Zowel mijn oudste broer als ik waren, weliswaar na elkaar, lid. Het uniform bestond uit een blauwe blouse en een oranje das. Op de foto draagt mijn broertje Jaap zo’n ‘uniform’. Het geheel werd gecompleteerd door een donkerblauwe broek en dito kousen. Een heuse padvindershoed hoorde er natuurlijk ook bij. Ik erfde de das en de hoed van Jaap, toen hij na een jaar de pijp aan Maarten gaf.

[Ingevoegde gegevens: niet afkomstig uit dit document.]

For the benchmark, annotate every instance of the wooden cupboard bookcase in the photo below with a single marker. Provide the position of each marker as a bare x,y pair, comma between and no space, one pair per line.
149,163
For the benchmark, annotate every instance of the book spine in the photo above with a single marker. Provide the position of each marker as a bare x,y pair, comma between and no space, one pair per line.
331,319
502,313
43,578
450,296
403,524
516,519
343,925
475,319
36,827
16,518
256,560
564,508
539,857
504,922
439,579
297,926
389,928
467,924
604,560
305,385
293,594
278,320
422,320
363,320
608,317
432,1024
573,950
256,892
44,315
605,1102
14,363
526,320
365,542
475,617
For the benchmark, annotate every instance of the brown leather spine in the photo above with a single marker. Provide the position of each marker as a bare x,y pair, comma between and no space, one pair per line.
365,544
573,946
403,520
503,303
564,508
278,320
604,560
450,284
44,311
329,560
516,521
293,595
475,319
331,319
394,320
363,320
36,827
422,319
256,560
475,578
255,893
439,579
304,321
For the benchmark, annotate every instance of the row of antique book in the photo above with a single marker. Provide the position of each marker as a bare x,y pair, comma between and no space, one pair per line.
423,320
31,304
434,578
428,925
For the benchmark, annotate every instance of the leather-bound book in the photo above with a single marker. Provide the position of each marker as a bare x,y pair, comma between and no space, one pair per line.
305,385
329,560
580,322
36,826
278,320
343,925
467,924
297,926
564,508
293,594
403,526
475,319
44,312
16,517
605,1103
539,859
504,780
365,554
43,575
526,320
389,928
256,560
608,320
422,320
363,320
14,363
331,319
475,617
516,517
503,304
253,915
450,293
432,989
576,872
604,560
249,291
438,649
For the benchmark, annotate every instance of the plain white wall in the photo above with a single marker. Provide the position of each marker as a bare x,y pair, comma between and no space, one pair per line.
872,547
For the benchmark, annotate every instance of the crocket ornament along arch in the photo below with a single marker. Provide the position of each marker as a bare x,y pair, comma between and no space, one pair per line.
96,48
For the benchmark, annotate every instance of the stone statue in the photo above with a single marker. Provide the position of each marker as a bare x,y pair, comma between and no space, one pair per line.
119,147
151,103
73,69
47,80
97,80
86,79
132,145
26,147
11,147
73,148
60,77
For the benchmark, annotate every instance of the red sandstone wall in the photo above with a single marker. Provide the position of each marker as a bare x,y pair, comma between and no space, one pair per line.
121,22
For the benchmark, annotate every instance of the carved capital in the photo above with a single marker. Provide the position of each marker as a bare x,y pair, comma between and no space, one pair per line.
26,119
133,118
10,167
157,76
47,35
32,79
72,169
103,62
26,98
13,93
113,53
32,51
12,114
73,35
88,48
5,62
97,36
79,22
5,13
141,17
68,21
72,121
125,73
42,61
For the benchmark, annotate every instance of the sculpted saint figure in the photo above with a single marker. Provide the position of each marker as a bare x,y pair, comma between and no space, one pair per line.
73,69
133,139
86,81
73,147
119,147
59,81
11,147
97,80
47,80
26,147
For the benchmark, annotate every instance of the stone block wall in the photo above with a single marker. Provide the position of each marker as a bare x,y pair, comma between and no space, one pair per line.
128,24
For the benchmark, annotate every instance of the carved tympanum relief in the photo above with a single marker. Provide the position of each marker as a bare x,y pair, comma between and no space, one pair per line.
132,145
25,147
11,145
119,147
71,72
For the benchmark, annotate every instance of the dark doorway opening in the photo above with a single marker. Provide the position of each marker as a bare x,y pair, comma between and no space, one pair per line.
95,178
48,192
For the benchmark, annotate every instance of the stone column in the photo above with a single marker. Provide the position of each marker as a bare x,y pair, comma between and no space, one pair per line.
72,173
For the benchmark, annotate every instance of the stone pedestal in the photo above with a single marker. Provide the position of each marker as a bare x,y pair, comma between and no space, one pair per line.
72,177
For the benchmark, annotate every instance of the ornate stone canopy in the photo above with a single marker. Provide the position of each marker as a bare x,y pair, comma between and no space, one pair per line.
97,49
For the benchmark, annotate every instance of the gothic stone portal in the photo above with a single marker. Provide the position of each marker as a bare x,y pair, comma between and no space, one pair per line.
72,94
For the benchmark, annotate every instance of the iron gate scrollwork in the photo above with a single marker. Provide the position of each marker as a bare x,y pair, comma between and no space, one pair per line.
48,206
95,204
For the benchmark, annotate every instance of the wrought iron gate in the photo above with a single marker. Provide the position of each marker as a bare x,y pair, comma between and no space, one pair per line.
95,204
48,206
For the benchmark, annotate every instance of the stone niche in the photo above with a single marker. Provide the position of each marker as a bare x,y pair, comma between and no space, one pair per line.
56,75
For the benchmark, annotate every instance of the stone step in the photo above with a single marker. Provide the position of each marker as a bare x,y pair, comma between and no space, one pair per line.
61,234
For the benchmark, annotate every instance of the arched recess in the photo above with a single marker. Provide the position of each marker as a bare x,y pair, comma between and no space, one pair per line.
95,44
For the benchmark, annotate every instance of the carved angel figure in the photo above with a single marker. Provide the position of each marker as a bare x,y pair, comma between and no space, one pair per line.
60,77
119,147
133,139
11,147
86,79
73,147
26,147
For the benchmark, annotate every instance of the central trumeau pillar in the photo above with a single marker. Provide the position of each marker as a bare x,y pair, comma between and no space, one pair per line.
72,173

Toen ik lid was (± 1934) werd ik ingedeeld bij de Herten, een patrouille onder leiding van de heer Poldner. We kwamen bijeen in de grote benedenkamer aan de Hogeweg. Na gebed moest een van de leden de wet opzeggen. Niemand kende die uit zijn hoofd en dus was iedereen bang om daarvoor aangewezen te worden. Dan volgden allerlei padvindersactiviteiten zoals touwknopen, vlagseinen, het leren van de morsetekens en vuur maken. Spoorzoeken en marcheren deden we in het pas aangelegde Flevopark in de Indische Buurt. Vuur maken leerden we in de tuin van de villa. Helaas werd er niet voor insignes gewerkt zoals bij de echte padvinders, waardoor alles wat vrijblijvend gedaan werd. De stimulans ontbrak. Hierdoor verloor ik mijn interesse en haakte af om later bij de echte padvindersgroep ‘Frankendael’ deze zaken wel tegen te komen!